Passalacqua was charged with the four murders, along with related charges of illegal possession of weaponry and theft. Prior to him being put on trial, he was forced to undergo a forensic psychiatric examination. The results indicated that while he struggled with remembering the exact events, as well as that he suffered from an antisocial personality disorder and slight mental deficiencies, Passalacqua was sane and capable of understanding the gravity of his actions.

In May 2000, he was convicted on all counts and sentenced to life imprisonment for the 1997 murders, as well as an additional 24 years imprisonment for the murder of Mario Montaspro.

===Parole and recidivism===
In 2021, the Genoa Surveillance Court decided to parole Passalacqua due to his reputation as a model inmate, after which he found lodging at a religious community in Vedegheto, near Vergato.

For the next three years, he lived in relative peace, but by early January 2024, local police started investigating him for supposedly setting fires in the area. On the morning of 4 January 2024, Passalacqua broke into the home of a 65-year-old farmer in the small community of Tolè. Once he came across the homeowner, he stabbed him twice in the arm and abdomen, but the injuries proved non-fatal and the victim survived.

During the scuffle, the farmer managed to snatch a chain with a crucifix from his assailant's neck – after conducting some DNA tests on it, it was matched to Francesco Passalacqua, who was listed under the heading "serial killer" in the Ministry of the Interior's logs. They then showed a picture of the man to the farmer, who immediately identified him as the attacker.

Passalacqua was arrested shortly afterwards, and whilst he initially claimed that he could not remember anything and was in a state of confusion, he later admitted to attacking the elderly man.

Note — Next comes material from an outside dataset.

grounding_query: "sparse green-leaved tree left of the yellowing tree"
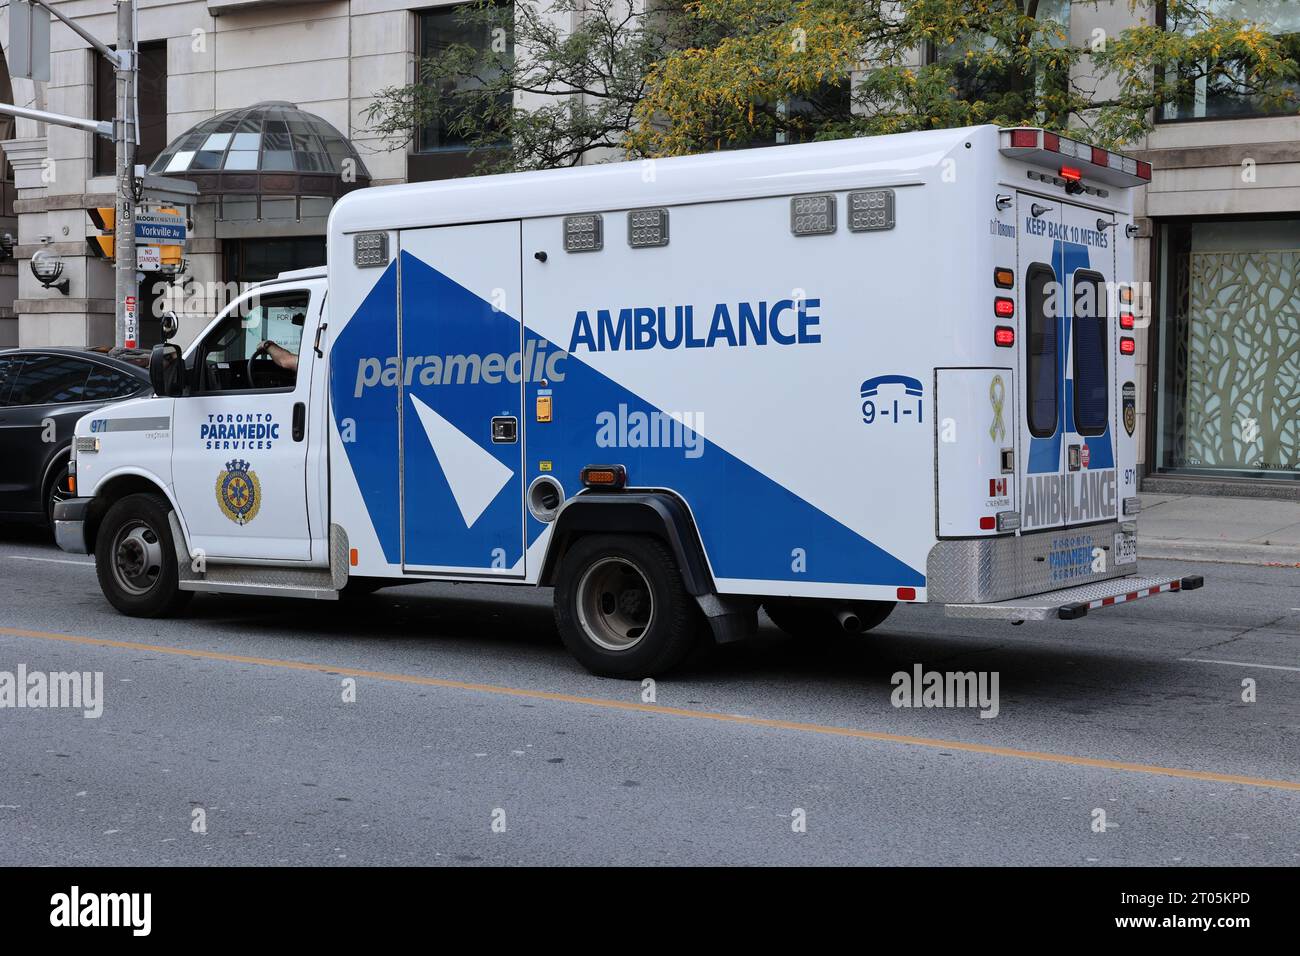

Charged with attempted murder, Passalacqua later claimed that he never intended to harm the man but to simply "scare" him for supposedly arguing with an acquaintance of his. This explanation was not taken seriously, and in October 2024, Passalacqua was convicted of aggravated assault and sentenced to an additional 5 years imprisonment.

As of March 2025, Passalacqua is incarcerated at the Dozza Prison in Bologna.